ハロウィンの魔法

るいのいろ

文字の大きさ
上 下
1 / 1

ハロウィンの魔法

しおりを挟む
今日は、年に一度のお祭り、ハロウィン。
世界中の人間も、世界中のおばけも、みんなワクワクした気持ちを抑えきれず、忙しなくハロウィンを迎えました。

街の子供たちのハロウィンは、おばけの仮装をして近所にお菓子を貰いに行きます。
大きなカゴを手にぶら下げて、お友達とニコニコしながら歩いています。

おばけたちのハロウィンは、街の人間たちを驚かせたり、街の子供たちに混ざってお菓子をもらいに行ったり、街のあらゆる所でイタズラをして困らせたり、目的は様々です。
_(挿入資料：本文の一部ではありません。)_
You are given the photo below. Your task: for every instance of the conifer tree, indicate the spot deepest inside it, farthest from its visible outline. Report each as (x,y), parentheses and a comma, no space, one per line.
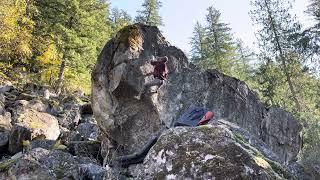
(212,45)
(149,14)
(78,29)
(277,26)
(198,44)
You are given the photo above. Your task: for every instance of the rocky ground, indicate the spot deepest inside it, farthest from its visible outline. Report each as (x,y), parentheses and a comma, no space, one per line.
(43,136)
(47,138)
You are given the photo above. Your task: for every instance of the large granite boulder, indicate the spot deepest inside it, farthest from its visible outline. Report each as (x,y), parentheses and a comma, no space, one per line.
(207,152)
(128,123)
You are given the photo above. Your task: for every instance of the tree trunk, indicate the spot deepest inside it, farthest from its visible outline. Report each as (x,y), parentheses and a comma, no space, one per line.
(60,76)
(283,60)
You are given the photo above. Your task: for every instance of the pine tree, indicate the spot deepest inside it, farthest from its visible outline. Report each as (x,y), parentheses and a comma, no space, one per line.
(198,43)
(212,45)
(119,19)
(149,14)
(277,26)
(78,28)
(242,62)
(308,40)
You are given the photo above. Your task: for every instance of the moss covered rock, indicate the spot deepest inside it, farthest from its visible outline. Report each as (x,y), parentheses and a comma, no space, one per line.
(209,152)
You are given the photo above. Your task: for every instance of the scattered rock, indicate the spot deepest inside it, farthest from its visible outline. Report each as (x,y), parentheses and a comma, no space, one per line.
(70,117)
(89,149)
(177,155)
(19,134)
(88,131)
(91,172)
(32,125)
(120,73)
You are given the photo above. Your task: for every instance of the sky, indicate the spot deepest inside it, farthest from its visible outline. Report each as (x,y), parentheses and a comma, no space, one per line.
(180,16)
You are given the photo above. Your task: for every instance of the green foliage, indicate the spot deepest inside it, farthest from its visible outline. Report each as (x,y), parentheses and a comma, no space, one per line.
(212,45)
(119,19)
(78,29)
(150,13)
(55,41)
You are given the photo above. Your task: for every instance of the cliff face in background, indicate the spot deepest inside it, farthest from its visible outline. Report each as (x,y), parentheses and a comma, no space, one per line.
(129,123)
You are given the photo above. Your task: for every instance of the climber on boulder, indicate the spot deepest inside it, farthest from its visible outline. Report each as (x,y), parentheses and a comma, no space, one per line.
(160,73)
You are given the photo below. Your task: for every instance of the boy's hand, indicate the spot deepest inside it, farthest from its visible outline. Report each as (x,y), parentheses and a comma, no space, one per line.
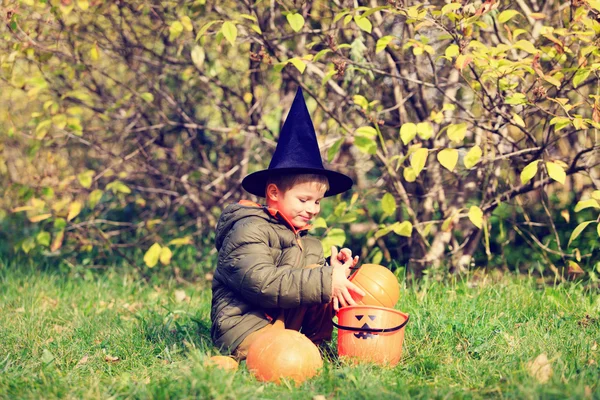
(342,287)
(343,257)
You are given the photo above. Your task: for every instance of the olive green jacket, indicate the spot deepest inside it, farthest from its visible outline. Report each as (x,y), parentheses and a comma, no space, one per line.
(261,269)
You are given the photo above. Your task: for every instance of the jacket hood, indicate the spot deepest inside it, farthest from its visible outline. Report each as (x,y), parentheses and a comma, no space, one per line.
(235,212)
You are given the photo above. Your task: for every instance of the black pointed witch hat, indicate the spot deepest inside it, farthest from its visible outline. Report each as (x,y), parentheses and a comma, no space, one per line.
(297,152)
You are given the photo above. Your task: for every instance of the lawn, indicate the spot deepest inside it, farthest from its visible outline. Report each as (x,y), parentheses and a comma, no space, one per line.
(112,336)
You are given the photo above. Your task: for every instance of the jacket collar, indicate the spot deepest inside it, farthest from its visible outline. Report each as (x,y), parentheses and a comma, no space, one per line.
(275,214)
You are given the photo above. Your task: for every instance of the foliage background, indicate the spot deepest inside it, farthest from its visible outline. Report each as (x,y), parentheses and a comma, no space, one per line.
(470,128)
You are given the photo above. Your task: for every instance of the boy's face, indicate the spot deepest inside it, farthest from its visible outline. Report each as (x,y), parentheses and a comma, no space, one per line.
(299,204)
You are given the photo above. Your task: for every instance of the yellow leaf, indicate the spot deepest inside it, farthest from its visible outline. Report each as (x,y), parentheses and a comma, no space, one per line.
(181,241)
(506,15)
(187,23)
(457,132)
(518,120)
(39,218)
(152,255)
(424,130)
(165,255)
(529,171)
(556,172)
(409,174)
(229,31)
(418,160)
(74,210)
(540,368)
(408,132)
(472,157)
(448,158)
(403,229)
(476,216)
(296,21)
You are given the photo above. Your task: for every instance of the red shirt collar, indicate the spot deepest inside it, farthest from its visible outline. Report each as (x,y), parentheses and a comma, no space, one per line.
(276,214)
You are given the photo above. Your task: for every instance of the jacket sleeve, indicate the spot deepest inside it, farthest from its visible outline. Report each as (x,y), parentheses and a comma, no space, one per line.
(248,269)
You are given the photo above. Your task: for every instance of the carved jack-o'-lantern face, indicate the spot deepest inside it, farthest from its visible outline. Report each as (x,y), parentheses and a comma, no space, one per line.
(365,335)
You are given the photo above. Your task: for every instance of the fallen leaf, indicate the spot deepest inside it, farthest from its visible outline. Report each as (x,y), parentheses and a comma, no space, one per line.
(540,368)
(180,296)
(83,360)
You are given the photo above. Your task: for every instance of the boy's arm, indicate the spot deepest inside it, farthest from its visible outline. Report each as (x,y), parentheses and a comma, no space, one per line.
(248,269)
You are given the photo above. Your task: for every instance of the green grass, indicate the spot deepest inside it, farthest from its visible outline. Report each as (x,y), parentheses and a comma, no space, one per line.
(469,339)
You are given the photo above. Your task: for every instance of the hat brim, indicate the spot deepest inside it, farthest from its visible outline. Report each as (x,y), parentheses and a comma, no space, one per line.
(256,183)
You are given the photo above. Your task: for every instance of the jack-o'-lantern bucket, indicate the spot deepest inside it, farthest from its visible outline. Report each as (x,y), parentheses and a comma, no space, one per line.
(371,334)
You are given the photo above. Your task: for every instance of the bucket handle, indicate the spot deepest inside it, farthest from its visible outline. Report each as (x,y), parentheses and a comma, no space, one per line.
(372,330)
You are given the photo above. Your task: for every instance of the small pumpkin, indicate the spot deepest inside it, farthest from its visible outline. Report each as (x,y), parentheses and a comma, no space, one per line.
(223,362)
(380,285)
(283,353)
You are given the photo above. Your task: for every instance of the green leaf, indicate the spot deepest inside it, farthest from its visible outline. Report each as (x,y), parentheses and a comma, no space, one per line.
(229,30)
(457,132)
(334,149)
(175,30)
(577,231)
(556,172)
(583,204)
(296,21)
(363,23)
(529,172)
(382,43)
(165,255)
(152,255)
(527,46)
(368,131)
(298,63)
(507,15)
(74,210)
(418,160)
(476,216)
(408,131)
(85,178)
(448,158)
(403,229)
(409,174)
(580,76)
(198,56)
(473,157)
(424,130)
(94,197)
(388,204)
(335,237)
(365,144)
(43,238)
(47,356)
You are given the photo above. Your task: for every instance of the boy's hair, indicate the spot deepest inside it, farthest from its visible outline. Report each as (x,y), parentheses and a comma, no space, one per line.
(285,182)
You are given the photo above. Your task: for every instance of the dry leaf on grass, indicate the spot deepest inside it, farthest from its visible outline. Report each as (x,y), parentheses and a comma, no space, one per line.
(180,296)
(83,360)
(540,368)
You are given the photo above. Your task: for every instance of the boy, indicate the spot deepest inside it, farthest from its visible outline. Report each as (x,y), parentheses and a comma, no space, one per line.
(270,274)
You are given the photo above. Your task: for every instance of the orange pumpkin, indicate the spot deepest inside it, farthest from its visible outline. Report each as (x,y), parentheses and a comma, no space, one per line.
(380,285)
(223,362)
(283,353)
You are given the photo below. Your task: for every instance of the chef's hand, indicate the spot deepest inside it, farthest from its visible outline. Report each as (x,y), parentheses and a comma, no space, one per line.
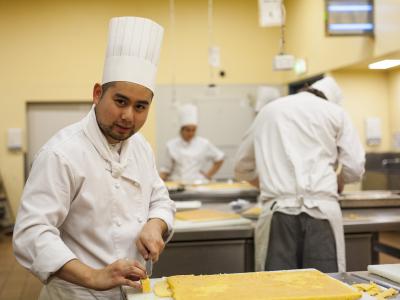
(340,181)
(121,272)
(150,242)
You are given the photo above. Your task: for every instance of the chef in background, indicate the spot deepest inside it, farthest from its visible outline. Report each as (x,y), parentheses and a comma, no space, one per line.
(188,154)
(291,151)
(94,207)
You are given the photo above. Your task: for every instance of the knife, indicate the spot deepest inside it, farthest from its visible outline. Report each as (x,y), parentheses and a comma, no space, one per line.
(377,281)
(149,267)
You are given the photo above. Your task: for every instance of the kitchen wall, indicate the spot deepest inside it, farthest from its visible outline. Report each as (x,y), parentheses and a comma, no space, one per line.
(54,50)
(394,103)
(366,94)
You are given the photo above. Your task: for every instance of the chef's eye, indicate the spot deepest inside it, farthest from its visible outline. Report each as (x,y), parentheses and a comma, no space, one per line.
(140,107)
(120,102)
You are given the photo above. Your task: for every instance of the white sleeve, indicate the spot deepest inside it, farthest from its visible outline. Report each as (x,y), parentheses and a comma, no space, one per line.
(161,206)
(44,206)
(168,163)
(214,153)
(245,161)
(351,151)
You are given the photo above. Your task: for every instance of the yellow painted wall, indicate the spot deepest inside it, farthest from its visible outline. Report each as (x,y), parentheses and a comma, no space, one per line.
(394,100)
(366,94)
(54,50)
(306,37)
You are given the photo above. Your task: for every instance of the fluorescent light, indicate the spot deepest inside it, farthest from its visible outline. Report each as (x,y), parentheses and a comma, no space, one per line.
(350,8)
(385,64)
(359,26)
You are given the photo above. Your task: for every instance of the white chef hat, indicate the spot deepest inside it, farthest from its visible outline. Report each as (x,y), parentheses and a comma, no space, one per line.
(265,94)
(188,115)
(330,88)
(133,51)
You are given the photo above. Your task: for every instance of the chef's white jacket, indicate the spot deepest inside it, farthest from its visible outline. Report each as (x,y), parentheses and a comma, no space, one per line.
(186,160)
(293,147)
(79,203)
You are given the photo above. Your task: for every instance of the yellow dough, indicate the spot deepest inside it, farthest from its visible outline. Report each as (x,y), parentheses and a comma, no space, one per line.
(205,215)
(282,285)
(161,289)
(374,290)
(224,186)
(146,285)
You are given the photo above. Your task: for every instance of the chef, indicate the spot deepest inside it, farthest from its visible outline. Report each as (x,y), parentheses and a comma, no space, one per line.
(94,207)
(291,151)
(188,155)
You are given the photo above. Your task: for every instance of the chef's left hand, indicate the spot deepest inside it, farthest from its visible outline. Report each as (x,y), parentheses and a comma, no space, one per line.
(150,242)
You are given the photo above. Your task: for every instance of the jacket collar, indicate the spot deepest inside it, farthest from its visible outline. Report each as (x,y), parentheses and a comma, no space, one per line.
(123,167)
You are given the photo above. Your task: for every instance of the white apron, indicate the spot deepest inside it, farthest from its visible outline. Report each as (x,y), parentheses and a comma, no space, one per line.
(58,289)
(330,208)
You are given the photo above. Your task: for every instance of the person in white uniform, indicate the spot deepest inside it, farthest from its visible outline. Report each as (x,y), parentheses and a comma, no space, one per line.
(188,155)
(94,207)
(291,151)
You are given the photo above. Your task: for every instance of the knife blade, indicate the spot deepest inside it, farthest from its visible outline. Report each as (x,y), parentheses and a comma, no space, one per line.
(377,281)
(149,267)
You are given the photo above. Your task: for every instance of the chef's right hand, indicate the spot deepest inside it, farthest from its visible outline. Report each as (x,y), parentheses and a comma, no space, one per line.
(121,272)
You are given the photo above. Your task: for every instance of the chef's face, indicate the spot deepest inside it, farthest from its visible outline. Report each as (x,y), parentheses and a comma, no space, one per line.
(188,132)
(121,109)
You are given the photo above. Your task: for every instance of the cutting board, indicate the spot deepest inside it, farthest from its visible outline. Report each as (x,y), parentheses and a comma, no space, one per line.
(133,294)
(389,271)
(203,215)
(188,225)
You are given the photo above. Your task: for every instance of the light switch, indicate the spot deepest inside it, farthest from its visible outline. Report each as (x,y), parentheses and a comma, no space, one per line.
(270,13)
(14,138)
(214,58)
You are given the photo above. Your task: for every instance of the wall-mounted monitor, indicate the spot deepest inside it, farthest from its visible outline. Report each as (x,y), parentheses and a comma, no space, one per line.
(349,17)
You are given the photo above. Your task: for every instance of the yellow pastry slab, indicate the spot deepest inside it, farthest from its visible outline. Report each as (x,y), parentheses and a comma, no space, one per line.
(281,285)
(205,215)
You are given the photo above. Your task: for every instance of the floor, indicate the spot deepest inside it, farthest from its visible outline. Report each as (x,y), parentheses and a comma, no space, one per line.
(18,284)
(15,282)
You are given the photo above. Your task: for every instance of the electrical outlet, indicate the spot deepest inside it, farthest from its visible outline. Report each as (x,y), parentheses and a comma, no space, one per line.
(283,62)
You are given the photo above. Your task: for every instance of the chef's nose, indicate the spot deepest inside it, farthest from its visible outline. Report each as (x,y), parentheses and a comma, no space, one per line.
(128,114)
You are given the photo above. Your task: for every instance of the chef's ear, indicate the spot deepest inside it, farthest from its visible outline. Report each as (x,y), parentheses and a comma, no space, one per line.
(97,93)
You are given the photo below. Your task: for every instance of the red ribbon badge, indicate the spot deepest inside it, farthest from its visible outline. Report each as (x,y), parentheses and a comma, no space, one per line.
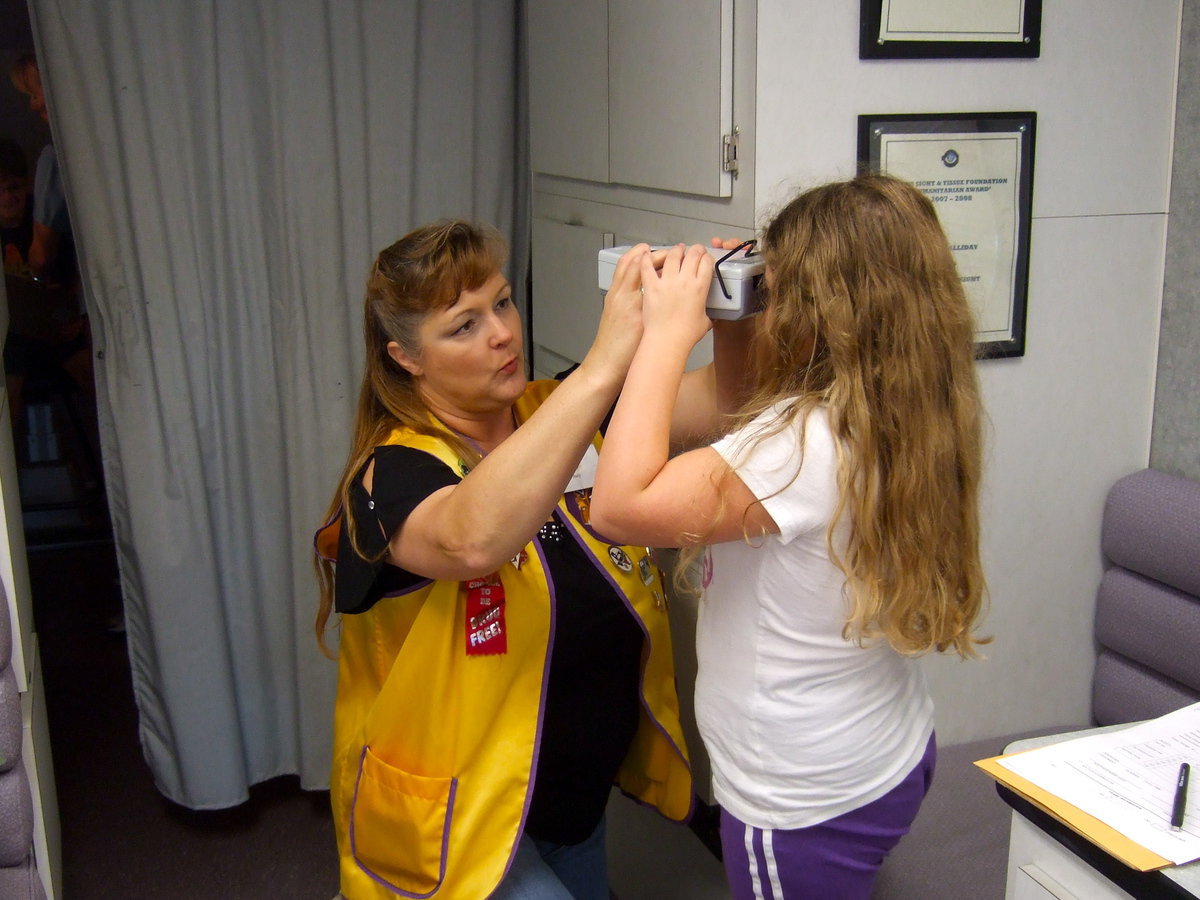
(485,617)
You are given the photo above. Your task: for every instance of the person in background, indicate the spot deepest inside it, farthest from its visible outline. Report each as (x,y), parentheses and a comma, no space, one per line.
(16,211)
(52,253)
(501,664)
(840,513)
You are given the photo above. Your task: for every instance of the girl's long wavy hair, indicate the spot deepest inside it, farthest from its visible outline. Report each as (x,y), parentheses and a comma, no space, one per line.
(424,271)
(867,317)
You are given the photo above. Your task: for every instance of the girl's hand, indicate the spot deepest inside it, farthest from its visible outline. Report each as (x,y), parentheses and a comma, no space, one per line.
(676,293)
(727,243)
(621,322)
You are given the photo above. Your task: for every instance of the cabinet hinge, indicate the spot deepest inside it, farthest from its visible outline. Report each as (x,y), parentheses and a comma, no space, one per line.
(730,151)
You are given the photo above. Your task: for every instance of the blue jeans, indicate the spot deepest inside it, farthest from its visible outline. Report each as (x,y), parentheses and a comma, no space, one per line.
(557,871)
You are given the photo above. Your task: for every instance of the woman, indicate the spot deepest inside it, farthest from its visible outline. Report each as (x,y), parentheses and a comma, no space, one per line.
(499,664)
(843,514)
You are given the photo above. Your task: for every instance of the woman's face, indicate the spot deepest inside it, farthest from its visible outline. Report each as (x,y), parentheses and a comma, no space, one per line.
(471,361)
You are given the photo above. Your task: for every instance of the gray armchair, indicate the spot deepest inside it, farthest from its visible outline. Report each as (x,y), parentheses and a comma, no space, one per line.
(1147,609)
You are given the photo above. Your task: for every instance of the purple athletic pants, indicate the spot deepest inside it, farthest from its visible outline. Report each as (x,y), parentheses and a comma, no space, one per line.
(837,859)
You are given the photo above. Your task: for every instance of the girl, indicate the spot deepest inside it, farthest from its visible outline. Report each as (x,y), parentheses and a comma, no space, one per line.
(841,511)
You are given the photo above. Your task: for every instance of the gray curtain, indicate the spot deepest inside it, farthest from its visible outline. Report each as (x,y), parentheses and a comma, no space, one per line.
(232,168)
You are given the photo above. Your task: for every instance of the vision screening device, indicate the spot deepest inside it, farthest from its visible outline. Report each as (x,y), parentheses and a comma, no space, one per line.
(738,288)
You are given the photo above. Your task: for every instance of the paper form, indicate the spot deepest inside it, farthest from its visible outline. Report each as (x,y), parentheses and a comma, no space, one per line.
(1127,779)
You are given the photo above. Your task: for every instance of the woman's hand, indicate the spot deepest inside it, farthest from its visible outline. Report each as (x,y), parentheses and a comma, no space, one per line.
(621,322)
(676,292)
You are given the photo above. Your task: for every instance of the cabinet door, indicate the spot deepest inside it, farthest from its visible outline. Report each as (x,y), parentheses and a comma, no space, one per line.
(569,88)
(670,94)
(567,298)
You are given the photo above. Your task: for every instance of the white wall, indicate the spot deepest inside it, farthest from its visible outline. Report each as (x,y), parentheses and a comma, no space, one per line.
(1074,413)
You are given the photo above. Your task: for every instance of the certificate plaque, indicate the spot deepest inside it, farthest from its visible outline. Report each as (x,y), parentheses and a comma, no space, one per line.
(939,29)
(978,171)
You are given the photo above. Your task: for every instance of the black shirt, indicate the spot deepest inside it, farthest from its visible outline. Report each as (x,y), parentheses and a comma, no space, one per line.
(591,708)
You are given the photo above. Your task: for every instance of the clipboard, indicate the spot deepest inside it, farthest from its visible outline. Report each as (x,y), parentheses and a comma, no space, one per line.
(1103,835)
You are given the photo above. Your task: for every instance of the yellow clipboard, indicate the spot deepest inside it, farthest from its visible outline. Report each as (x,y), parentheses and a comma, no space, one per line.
(1090,827)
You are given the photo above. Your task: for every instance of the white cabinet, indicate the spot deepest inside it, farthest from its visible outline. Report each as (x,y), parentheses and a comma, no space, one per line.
(634,93)
(637,108)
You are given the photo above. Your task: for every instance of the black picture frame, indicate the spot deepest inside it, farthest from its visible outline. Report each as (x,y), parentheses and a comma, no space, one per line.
(939,137)
(873,45)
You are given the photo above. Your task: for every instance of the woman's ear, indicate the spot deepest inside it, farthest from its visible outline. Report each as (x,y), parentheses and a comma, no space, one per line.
(403,360)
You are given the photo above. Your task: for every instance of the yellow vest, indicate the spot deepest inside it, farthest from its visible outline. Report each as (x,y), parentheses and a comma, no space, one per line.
(433,749)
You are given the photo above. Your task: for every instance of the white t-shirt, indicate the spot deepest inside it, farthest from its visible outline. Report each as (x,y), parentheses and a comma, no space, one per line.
(799,724)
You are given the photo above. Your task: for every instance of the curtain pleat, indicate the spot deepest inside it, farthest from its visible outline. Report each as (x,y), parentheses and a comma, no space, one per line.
(232,168)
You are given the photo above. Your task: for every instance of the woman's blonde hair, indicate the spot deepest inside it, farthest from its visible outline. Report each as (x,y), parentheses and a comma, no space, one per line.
(424,271)
(867,317)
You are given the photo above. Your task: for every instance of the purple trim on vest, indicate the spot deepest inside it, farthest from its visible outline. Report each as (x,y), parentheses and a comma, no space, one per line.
(409,589)
(445,839)
(541,707)
(641,678)
(316,535)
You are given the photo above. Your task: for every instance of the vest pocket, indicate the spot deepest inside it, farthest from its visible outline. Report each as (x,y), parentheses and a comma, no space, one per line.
(400,826)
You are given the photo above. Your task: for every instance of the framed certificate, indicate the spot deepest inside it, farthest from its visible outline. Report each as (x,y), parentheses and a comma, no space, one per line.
(978,171)
(940,29)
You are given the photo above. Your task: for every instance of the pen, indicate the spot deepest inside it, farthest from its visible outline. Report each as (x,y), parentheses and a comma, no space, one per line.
(1181,797)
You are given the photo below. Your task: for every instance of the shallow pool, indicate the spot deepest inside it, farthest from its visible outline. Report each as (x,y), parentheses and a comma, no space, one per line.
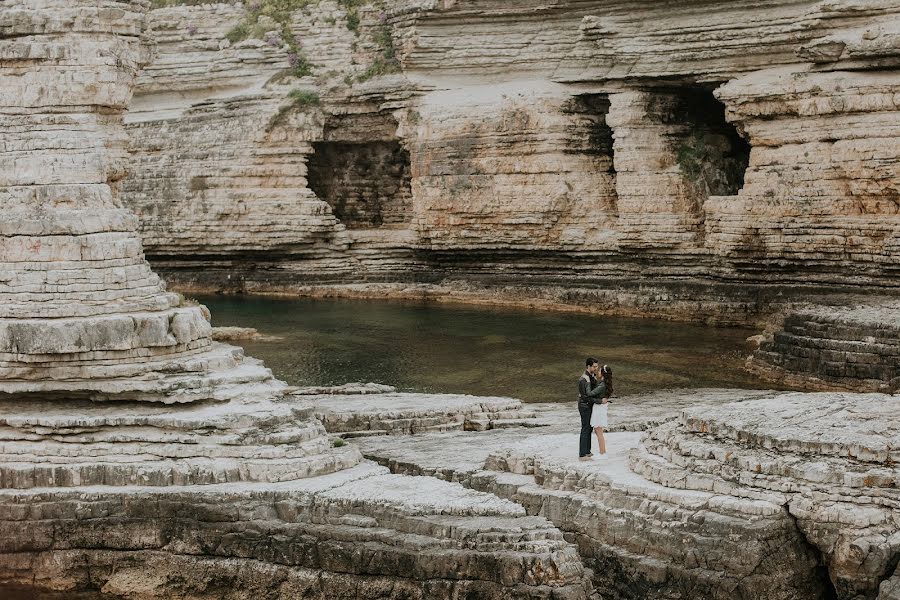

「この先には、人間界が広がっています。人間界はとても楽しいところです。今日だけ、このハロウィンの日だけは、イタズラをしても、お菓子をもらいにいっても構いません。ですが、いいですか皆さん。くれぐれも、本物のおばけだとバレないようにしてくださいね。もしバレたら、大変なことになってしまいますよ。」

警官姿でふわふわ浮いている幽霊たちが、大きな門の前に立って注意をします。
ハロウィンの夜になると、おばけたちは人間界に繋がる大きな門の前に集まって、開くのを待ちます。
大きなカマと黒いマントを来たガイコツや、人間の子供の姿に仮装した1つ目のおばけ、宙を自由に飛びまわる虹色のコウモリなど、色んなおばけが集まってきました。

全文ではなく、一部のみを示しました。